Monday, September 7, 2009

"Death pools", coming to life again

The NY Times reports on efforts to buy and securitize life insurance policies, that would be sold to investors by people with terminal illnesses: Wall Street Pursues Profit in Bundles of Life Insurance . The idea is simple enough:

"Defenders of life settlements argue that creating a market to allow the ill or elderly to sell their policies for cash is a public service. Insurance companies, they note, offer only a “cash surrender value,” typically at a small fraction of the death benefit, when a policyholder wants to cash out, even after paying large premiums for many years.
Enter life settlement companies. Depending on various factors, they will pay 20 to 200 percent more than the surrender value an insurer would pay. "
...
"Mr. Terrell was the co-head of Bear Stearns’s longevity and mortality desk — which traded unrated portfolios of life settlements — and later worked at Goldman Sachs’s Institutional Life Companies, a venture that was introducing a trading platform for life settlements. He thinks securitized life policies have big potential, explaining that investors who want to spread their risks are constantly looking for new investments that do not move in tandem with their other investments.
“It’s an interesting asset class because it’s less correlated to the rest of the market than other asset classes,” Mr. Terrell said. "

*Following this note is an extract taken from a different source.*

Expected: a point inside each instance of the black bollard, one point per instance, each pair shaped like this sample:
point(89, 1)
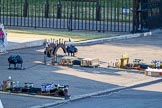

But life insurance is the kind of product that has always had at least a tinge of repugnance, which is why many states have "insurable interest" laws saying that someone can only purchase insurance on your life if they have a reason to want you to be alive. "As discussed by Justice Oliver Wendell Holmes Jr. in a 1911 Supreme Court case: “A contract of insurance upon a life in which the insured has no interest is a pure wager that gives the insured a sinister counter interest in having the life come to an end” "

That's from my paper Repugnance as a Constraint on Markets , where I went on to say"The insurance industry lobbies against Stranger (or Investor) Owned Life Insurance (SOLI) and “viatical settlements,” which are third party markets and funds that purchase life insurance policies from elderly or terminally ill patients who wish to realize the cash value of their policies while still alive. The arguments against such funds often focus on the repugnance of having life insurance held by an entity that profits from deaths (in contrast to insurance companies, which make money when their customers continue living). Of course, sellers of annuities also profit from untimely deaths."(p41)

Some of the quotations from the NY Times story make me wonder whether the securitizers have fully mastered the potential repugnance issue of this kind of investment, and whether that might ultimately affect its success. See if any of these lines strike you as courting a reaction of repugnance.

"Goldman Sachs has developed a tradable index of life settlements, enabling investors to bet on whether people will live longer than expected or die sooner than planned....Spokesmen for Credit Suisse and Goldman Sachs declined to comment. "
...
"In addition to fraud, there is another potential risk for investors: that some people could live far longer than expected.
It is not just a hypothetical risk. That is what happened in the 1980s, when new treatments prolonged the life of AIDS patients. Investors who bought their policies on the expectation that the most victims would die within two years ended up losing money.
It happened again last fall when companies that calculate life expectancy determined that people were living longer. "
...
"The solution? A bond made up of life settlements would ideally have policies from people with a range of diseases — leukemia, lung cancer, heart disease, breast cancer, diabetes, Alzheimer’s. That is because if too many people with leukemia are in the securitization portfolio, and a cure is developed, the value of the bond would plummet. "
...
"But even with a math whiz calculating every possibility, some risks may not be apparent until after the fact. How can a computer accurately predict what would happen if health reform passed, for example, and better care for a large number of Americans meant that people generally started living longer? Or if a magic-bullet cure for all types of cancer was developed? If the computer models were wrong, investors could lose a lot of money."